According to literature1 the thermal conductivity of water is 0.598 W/m·K at 20 °C. Here the limits and accuracy of the Thermtest THW-L2 thermal conductivity meter for fluids is explored by testing a selection of water samples.
For calibrating the THW-L2, deionized ultra-filtered (DIUF) water is used. With a so calibrated instrument the thermal conductivity of a set of water samples was tested: DIUF water, distilled water, tap water, a 5 mass% sugar solution, and a 5 mass% salt solution.
Retesting DUIF water certifies that the calibration is good and provides a baseline for the precision of the method. Distilled water is readily available in most hardware stores and can potentially be used as a low-cost calibration material. Tap water varies from location to location and the here used water is from Veddige, Sweden. It is excellent drinking water, not chlorinated and have a hardness of 4 °dH and pH 8.3. It was tested twice, first freshly poured and then again after settling overnight in an open container. Sugar and salt will impact water in difference ways and solutions of such are interesting examples to study.

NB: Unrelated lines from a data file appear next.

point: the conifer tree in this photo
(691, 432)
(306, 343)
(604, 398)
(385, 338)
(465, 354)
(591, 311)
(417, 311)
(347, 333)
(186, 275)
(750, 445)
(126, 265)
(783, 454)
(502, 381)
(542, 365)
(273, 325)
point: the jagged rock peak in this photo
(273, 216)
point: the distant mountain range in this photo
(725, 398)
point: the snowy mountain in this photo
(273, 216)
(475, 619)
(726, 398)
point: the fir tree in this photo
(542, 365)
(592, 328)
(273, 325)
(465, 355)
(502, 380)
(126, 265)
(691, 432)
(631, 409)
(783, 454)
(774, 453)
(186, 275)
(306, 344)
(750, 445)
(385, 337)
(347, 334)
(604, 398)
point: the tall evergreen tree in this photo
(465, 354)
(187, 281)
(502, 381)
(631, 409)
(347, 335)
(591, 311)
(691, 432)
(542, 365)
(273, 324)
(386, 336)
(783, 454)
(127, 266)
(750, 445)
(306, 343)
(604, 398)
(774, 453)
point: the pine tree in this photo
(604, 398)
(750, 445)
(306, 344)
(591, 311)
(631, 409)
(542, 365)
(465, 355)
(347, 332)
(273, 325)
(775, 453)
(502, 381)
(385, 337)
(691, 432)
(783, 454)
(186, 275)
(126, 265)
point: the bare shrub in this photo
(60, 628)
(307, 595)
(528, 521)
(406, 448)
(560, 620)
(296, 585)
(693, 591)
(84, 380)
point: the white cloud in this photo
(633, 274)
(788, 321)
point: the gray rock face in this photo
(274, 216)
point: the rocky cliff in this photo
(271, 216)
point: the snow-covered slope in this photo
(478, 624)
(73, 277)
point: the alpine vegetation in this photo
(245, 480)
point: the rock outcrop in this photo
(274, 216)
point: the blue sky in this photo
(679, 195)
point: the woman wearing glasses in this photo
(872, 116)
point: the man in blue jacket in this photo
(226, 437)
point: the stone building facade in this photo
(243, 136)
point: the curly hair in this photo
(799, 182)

All testing was performed with a Thermtest THW-L2 thermal conductivity meter, which is an advanced, yet affordable instrument for testing the thermal conductivity of liquids, pastes and gels with a thermal conductivity range of 0.01 to 2 W/m·K in accordance with ASTM standard D7896-19. For full details, please see the THW-L2 product page.
Sample temperature was controlled with a dry bath, which is operated through the THW software.
The THW-L2 sensor used for the experiments consist of a bare 60 mm alumel wire and a pt-100 temperature sensor. During a test, the probe is fully immersed in the fluid sample and the thermal conductivity is derived from the temperature increased of the wire during the measurement time, which is 1 second long. The heating power is automatically detected and optimized by the instrument software.
All tests were performed at 20 °C and the sample volume used was ca 20 ml for each sample. For each specimen, the testing was repeated 6 times with 10 minutes between tests, to demonstrate the stability in the results.
Table 1. The Thermal Conductivity of water of different quality. Presented data are average values from six repeated tests on each sample. Standard deviation is close to 0 %. Full data sets showing the excellent precision of the THW-L2 are found in the appendix below.
SAMPLE | THERMAL CONDUCTIVITY [W/m·K] |
---|---|
DIUF Water | 0.598 |
Distilled Water | 0.599 |
Tap Water Fresh | 0.591 |
Tap Water Settled | 0.598 |
5 mass% Sugar Solution | 0.580 |
5 mass% Salt Solution | 0.594 |
As can be seen, DIUF, distilled and tap water show very similar results. Freshly poured tap water shows a slightly lower value, likely due to air trapped in the fluid. The value then goes up after settling overnight, allowing the gas to leave the sample.
Adding sugar to water clearly reduces the conductivity, while salt has a more limited impact. It should here be noted that care must be taken when a salt solution is tested. With the addition of salt, the electrical conductivity of the water is greatly increased. This can interfere with the result if exposed areas of the probe, i.e. temperature sensor and solder joints, are not electrically insulated from the sample.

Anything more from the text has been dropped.